Wherever possible, provide access to outdoor spaces that are planned to enhance the science learning experience. If the facility will be a new building, recommend maintaining as much of the existing natural environment as possible. For example, an elementary school in St. Charles County, MO, retained an area of tall grass prairie in which the school was built and enhanced it with brush piles, additional tree plantings, and large examples of native Missouri stone donated and placed by a nearby quarry. Students can and do spend significant amounts of time outdoors investigating the plants and animals that live in this fairly natural environment and studying how the recently planted trees affect the flow of wind and the amount of sunlight at various areas around the building.
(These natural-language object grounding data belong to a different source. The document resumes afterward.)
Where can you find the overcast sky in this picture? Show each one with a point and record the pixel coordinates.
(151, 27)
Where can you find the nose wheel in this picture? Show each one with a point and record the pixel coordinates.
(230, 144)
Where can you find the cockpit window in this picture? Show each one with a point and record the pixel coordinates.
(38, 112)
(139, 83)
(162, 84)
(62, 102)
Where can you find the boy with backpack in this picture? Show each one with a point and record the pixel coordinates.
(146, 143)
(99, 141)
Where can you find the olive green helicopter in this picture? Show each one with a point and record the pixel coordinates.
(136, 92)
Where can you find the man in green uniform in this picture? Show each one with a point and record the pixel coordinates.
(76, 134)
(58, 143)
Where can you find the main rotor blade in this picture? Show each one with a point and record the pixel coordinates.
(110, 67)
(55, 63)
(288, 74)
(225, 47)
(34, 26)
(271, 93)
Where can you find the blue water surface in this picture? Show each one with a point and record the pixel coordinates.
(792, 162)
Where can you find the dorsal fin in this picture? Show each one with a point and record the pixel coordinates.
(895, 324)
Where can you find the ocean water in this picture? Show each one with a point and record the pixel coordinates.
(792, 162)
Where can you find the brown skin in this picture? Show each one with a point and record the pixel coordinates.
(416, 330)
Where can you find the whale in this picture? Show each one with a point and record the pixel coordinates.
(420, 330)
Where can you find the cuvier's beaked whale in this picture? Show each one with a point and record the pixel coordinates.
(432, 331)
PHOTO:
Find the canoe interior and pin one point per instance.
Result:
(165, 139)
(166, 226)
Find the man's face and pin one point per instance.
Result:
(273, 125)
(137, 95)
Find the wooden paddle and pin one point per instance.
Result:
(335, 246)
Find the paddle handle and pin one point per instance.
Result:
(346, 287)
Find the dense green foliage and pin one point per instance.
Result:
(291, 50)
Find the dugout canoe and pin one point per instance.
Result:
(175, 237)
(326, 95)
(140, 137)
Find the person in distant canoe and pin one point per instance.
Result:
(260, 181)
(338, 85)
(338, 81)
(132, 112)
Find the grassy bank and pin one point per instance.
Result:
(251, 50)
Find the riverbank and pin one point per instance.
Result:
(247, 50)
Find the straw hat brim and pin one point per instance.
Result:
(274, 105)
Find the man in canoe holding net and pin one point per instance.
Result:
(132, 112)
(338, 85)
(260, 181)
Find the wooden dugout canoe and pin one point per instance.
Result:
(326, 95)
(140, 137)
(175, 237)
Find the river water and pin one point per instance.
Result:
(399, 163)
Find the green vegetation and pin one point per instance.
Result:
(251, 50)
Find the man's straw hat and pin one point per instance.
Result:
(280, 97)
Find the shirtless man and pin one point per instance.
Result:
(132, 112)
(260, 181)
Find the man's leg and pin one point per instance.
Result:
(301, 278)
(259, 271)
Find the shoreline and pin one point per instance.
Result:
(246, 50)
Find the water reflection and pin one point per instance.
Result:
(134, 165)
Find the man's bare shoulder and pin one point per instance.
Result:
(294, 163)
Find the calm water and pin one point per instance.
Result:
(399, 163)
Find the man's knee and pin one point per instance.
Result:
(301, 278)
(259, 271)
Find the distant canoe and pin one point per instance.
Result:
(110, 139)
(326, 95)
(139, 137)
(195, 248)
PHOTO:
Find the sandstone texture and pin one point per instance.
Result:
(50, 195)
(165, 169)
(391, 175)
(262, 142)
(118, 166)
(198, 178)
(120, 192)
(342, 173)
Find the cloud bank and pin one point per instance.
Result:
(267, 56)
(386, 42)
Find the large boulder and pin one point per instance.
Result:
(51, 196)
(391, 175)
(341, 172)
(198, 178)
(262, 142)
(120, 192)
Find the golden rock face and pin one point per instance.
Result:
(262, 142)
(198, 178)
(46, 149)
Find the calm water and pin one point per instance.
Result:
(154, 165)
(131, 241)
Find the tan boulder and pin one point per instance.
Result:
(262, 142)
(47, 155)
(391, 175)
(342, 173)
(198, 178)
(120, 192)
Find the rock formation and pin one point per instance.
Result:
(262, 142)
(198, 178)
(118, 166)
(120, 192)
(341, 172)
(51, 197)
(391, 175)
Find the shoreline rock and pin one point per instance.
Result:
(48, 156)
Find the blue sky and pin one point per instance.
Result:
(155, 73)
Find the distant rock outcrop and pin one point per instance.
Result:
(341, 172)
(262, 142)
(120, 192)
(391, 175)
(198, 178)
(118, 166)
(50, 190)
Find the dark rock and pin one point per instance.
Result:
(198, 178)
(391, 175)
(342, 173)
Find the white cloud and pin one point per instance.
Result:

Rather than construct the typical concrete drainage ditch to carry off rain water from an elementary school building in Boulder, CO, the architect created a replica of a Rocky Mountain stream with rounded river stones and native plants. What could have been an eyesore is a beautiful amenity that also provides multiple teaching opportunities.


Most current middle school programs have a mix of physical and life sciences. Earth science, introduction to biology, introduction to physical science, and introduction to the human body often form the basic curriculum as students expand their knowledge of the scientific method and begin to research various topics in more depth. Investigations in which students work more independently are introduced and, in some programs, students may also design their own investigations to answer specific questions.